Published in final edited form as: J Pathol. 2018 Feb 22;244(5):512–524. doi: 10.1002/path.5028

Figure 4.

Figure 4.

Image analysis studies of TCGA. (A) Nuclear morphometry was used to study the genomic correlates of nuclear pleomorphism in sarcomas. Image segmentation was used to delineate >500 million nuclei in diagnostic sarcoma images, and the area of each nucleus was calculated. The variance of nuclear area was calculated for 235 sarcomas, and compared with measurements of genome doublings and subclonality obtained from sequencing and copy number data. Increased pleomorphism was significantly associated with measures of genomic complexity, including genome doublings, subclonality, and aneuploidy. (B) Machine learning was used to investigate microvascular phenotypes in lower-grade gliomas.

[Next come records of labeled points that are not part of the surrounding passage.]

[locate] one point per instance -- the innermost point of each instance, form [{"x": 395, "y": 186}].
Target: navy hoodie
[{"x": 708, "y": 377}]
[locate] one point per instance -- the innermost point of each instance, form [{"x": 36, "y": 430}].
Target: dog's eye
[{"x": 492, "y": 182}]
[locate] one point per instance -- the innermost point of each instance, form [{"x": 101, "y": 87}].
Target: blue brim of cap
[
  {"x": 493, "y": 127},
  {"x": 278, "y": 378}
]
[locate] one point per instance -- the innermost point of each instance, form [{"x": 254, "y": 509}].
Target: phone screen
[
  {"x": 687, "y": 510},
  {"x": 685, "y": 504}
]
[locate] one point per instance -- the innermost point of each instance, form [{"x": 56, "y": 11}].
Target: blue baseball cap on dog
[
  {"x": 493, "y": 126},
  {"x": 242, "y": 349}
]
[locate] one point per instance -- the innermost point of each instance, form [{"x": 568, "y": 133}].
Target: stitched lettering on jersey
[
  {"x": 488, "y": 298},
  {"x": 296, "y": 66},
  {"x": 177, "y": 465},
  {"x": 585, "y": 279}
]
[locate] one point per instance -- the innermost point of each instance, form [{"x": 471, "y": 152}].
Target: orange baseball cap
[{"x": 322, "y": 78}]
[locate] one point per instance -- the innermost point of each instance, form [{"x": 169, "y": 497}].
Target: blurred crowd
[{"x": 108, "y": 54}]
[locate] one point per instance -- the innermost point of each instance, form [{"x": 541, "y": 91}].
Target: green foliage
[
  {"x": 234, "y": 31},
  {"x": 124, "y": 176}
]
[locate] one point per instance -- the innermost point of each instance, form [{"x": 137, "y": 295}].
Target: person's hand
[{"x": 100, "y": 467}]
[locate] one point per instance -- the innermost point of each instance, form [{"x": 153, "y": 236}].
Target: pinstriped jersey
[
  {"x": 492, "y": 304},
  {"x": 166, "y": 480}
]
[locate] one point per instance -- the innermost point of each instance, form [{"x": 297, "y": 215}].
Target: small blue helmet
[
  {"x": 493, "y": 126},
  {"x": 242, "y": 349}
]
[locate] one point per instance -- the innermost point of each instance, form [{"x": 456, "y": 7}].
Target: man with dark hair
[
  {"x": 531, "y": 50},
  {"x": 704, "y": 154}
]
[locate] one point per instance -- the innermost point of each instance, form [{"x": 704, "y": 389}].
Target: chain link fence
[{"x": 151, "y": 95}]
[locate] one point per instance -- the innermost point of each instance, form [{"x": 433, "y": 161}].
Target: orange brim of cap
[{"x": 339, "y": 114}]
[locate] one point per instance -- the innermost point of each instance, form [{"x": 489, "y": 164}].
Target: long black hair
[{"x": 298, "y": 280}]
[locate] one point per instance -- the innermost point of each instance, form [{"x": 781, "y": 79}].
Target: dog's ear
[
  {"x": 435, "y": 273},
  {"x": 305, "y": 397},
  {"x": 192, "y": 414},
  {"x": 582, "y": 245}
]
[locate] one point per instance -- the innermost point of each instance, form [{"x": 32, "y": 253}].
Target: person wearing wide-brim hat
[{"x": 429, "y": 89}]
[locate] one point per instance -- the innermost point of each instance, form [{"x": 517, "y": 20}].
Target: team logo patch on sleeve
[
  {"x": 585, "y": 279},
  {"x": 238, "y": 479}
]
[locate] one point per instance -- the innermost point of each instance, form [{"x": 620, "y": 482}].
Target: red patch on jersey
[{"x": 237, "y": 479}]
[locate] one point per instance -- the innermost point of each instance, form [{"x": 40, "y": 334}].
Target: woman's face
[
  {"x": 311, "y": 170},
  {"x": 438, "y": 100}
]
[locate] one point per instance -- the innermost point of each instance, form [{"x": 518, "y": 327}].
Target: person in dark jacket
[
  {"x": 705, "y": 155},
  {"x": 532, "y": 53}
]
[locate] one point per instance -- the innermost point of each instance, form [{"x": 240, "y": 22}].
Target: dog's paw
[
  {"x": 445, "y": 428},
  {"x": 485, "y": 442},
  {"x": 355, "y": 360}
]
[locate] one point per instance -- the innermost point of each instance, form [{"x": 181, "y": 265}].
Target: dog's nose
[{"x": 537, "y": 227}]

A classifier was developed to identify vascular endothelial cells in gliomas (green). These classifications were used to measure to the clustering of endothelial cells and to model the morphological spectrum of endothelial nuclei in order to describe the extent of endothelial hyperplasia and hypertrophy in TCGA samples. These measurements were used as a biomarker to stratify overall survival, and were as effective at predicting outcomes as manual histological grading when combined with diagnostic genetic biomarkers. (C) Unsupervised machine learning was used to identify survival-associated patterns in lower-grade gliomas using TCGA data. Features describing the texture of haematoxylin were analysed in tiled high-power fields. These features were used to cluster the fields to define a dictionary of ‘visual words’ that captures the frequent patterns in the tissue. The frequency of these words in each slide were used to predict patient survival and to identify molecular correlates of histological patterns. (D) Convolutional networks were used to map the spatial distribution of TILs in 13 cancer types as part of the recent PanCancer immune working group. A web-based interface was used to train convolutional neural networks to identify patches containing TILs. These algorithms were then used to map the presence of TILs in >6000 whole slide images.